Jakarta, Gatra.com - Dalam debat putaran terakhir, calon presiden Prabowo Subianto menyinggung rendahnya rasio pajak Indonesia yakni sekitar 10%-11%.
Ternyata, hal tersebut bukanlah isapan jempol. Rendahnya rssio pajak juga diakui oleh Ditjen Pajak. Menurut Direktur Penyuluhan, Pelayanan dan Humas Direktorat Jenderal Pajak Hestu Yoga Saksama, tax ratio memang tergolong cukup rendah, bahkan bila dibandingkan beberapa negara tetangga.
"Saat ini 11,4% dalam arti luas (penerimaan pajak, bea cukai, dan PNBP pertambangan)," katanya ketika kepada Gatra.com, di Jakarta, Senin (15/04).
Meskipun demikian, kata Hestu, Ditjen Pajak sedang melaksanakan tax reform secara gradual, tujuannya untuk meningkatkan tax ratio menjadi 16% dalam jangka menengah (4 atau 5 tahun ke depan).
Menurutnya, tax reform telah dimulai dari tax amnesty tahun 2016/2017 yang meningkatkan basis data perpajakan (deklarasi dan repatriasi harta tambahan sebesar 4.881 T) dan meningkatkan awareness masyarakat terhadap kewajiban perpajakan.

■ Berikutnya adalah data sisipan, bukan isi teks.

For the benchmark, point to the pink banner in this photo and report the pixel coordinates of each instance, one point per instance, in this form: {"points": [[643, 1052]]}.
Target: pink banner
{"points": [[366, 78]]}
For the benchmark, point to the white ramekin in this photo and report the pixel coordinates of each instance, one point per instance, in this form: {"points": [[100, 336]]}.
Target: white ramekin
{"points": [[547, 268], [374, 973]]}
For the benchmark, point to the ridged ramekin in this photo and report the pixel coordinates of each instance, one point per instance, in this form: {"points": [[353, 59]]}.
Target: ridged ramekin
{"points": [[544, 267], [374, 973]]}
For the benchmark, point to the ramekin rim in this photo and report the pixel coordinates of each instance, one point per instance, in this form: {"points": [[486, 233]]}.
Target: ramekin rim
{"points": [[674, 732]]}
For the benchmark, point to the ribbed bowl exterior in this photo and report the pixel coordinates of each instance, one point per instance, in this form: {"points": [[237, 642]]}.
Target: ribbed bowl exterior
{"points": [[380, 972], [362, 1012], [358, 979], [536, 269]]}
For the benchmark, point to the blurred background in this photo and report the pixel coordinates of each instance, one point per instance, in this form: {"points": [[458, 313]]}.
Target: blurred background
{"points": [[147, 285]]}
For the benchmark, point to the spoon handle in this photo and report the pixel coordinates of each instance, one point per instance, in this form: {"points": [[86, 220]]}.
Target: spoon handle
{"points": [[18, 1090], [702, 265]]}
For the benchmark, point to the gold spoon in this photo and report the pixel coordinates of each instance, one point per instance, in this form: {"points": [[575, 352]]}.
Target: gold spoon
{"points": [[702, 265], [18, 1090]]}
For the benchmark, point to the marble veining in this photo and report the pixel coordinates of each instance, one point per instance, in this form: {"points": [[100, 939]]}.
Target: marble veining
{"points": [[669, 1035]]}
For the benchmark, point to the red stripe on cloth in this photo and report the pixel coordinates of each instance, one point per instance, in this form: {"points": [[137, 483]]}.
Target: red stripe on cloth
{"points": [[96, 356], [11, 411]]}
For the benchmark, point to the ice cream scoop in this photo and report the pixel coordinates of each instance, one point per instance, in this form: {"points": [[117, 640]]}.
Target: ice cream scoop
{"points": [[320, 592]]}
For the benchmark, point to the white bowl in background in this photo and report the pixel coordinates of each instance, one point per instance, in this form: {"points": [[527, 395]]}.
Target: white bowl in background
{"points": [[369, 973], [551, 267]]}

"Seperti saya singgung didepan, kita juga sudah memiliki akses informasi atas data-data keuangan baik domestik dan internasional (UU 9/2017), yang akan menjadi instrumen sangat penting dalam mendorong kepatuhan masyarakat/WP," ia menjelaskan.
Selanjutnya, Hestu mengatakan, reformasi akan berbasis pada pembangunan CoreTax System, dimana dengan penerapan teknologi informasi yang modern dan proses bisnis perpajakan yang terintegrasi, administrasi perpajakan akan berjalan secara efektif dan efisien untuk memastikan para WP melaksanakan kewajiban perpajakannya dengan benar.
"Kita tidak puas dengan tax ratio saat ini, dan tantangan ke depan sangat riil, dimana kita bisa meningkatkan tax ratio secara gradual sampai pada level yang optimal, namun dengan tetap menjaga kondisi ekonomi yang kondusif (bussiness friendly)," jelasnya.